From the remnants of the Berlin wall to the eclectic evolution of the capital, we will get a taste for modern East and West Berlin. In Prague, we will explore the old city and visit Europe’s largest castle, before meeting with young people who’s childhood were shaped by communist values. In Budapest we will pay a visit to some of the old (and new) Soviet Monuments which capture this changing story and investigate how the current political climate is a direct result of the spheres of influence from the 20th century. Of course, we will take time to enjoy the incredible castles, urban parks, local bakeries, and stunning waterways that shape this story and also make these some of Europe’s most amazing cities. At the end of our program we will think about how the creators of monuments (and the stories of history) still play a role in shaping our collective cultural memory.
This program was conceived of by two history teachers, Megan Jones and Julia Dunbar, from the Pingry School in New Jersey. Atlas Workshops collaborated to design the program, itinerary, and logistics.

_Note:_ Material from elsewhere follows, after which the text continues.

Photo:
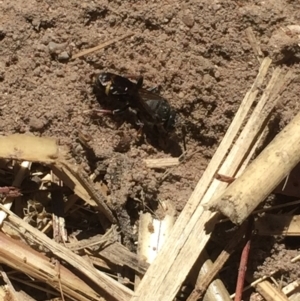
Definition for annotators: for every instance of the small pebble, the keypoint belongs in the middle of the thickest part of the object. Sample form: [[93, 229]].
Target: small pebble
[[36, 124], [63, 56], [188, 20]]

We will begin in Berlin, the infamous divided city of the 20th century and the capital of Germany. Though Berlin is changing rapidly the signs of the division still show throughout the city’s different districts and especially in the architecture and monuments.
We will trace the story of the wall as we visit key remnants of the barricade in parks around the city. As we cross the old border lines we will compare the style and impact as we hear stories from local experts. We will visit key sections of the old East Berlin, like Alexanderplatz and Treptower Park to see the remnants of communism and the monuments of the time. We will also explore the center of the city and think about how Germany grapples with its history, especially during WWII, as we visit key sites around Mitte.
We will reach Prague by train where we will get to enjoy this spectacular city. We will spend time in the Old City tracing the history of the city and country throughout different kingdoms and governments. We will visit some of the newer districts to think about how public art and monuments play a defining role in modern Czech life and meet locals to discuss the transition from life during communism to capitalism has impacted the city.
We will also seek out some of the oldest restaurants and hippest cafes in the city as we get a taste for life in this city and the changes underway.
Our final stop will be in Budapest. In Budapest we will take a similar lens to explore the key historical sites and monuments in the city. From the Castle overlook to the house of Terror we will again explore how historical narrative is constructed. We will take a cruise on the Danube at sunset and seek out the best Paprika dishes we can find. We will then head out of the city center to Memento Park to see a collection of Soviet monuments from all around the the city in their new home.
We will also meet with local organizations and see key monuments that are grappling with the current political shift epitomized in Hungary. As we end our program in Budapest we will be in a perfect position to discuss how history and cultural memory is a story and a tool and the role public history is currently playing in Europe and around the world.
The Atlas Workshops team has traveled and worked extensively in central and Eastern Europe. While this version of the program visits some of the most well-known central European capital cities, we could easily adapt this program to visit other nearby countries and cities such as Krakow, Poland or Bratislava, Slovakia. We could also continue further east into the Baltics or other former Soviet states.
We could also adapt this trip to have a stronger focus on public art or look at other time periods and themes related to WWII and communism times. For example, the program could focus on narratives, economics, or post-communist ideologies.
We could also run other programs about cultural memory and monuments about this time period elsewhere in Europe, perhaps make this the focus of a trip to the Balkans or look at different monuments and historical sites in Greece or Bulgaria.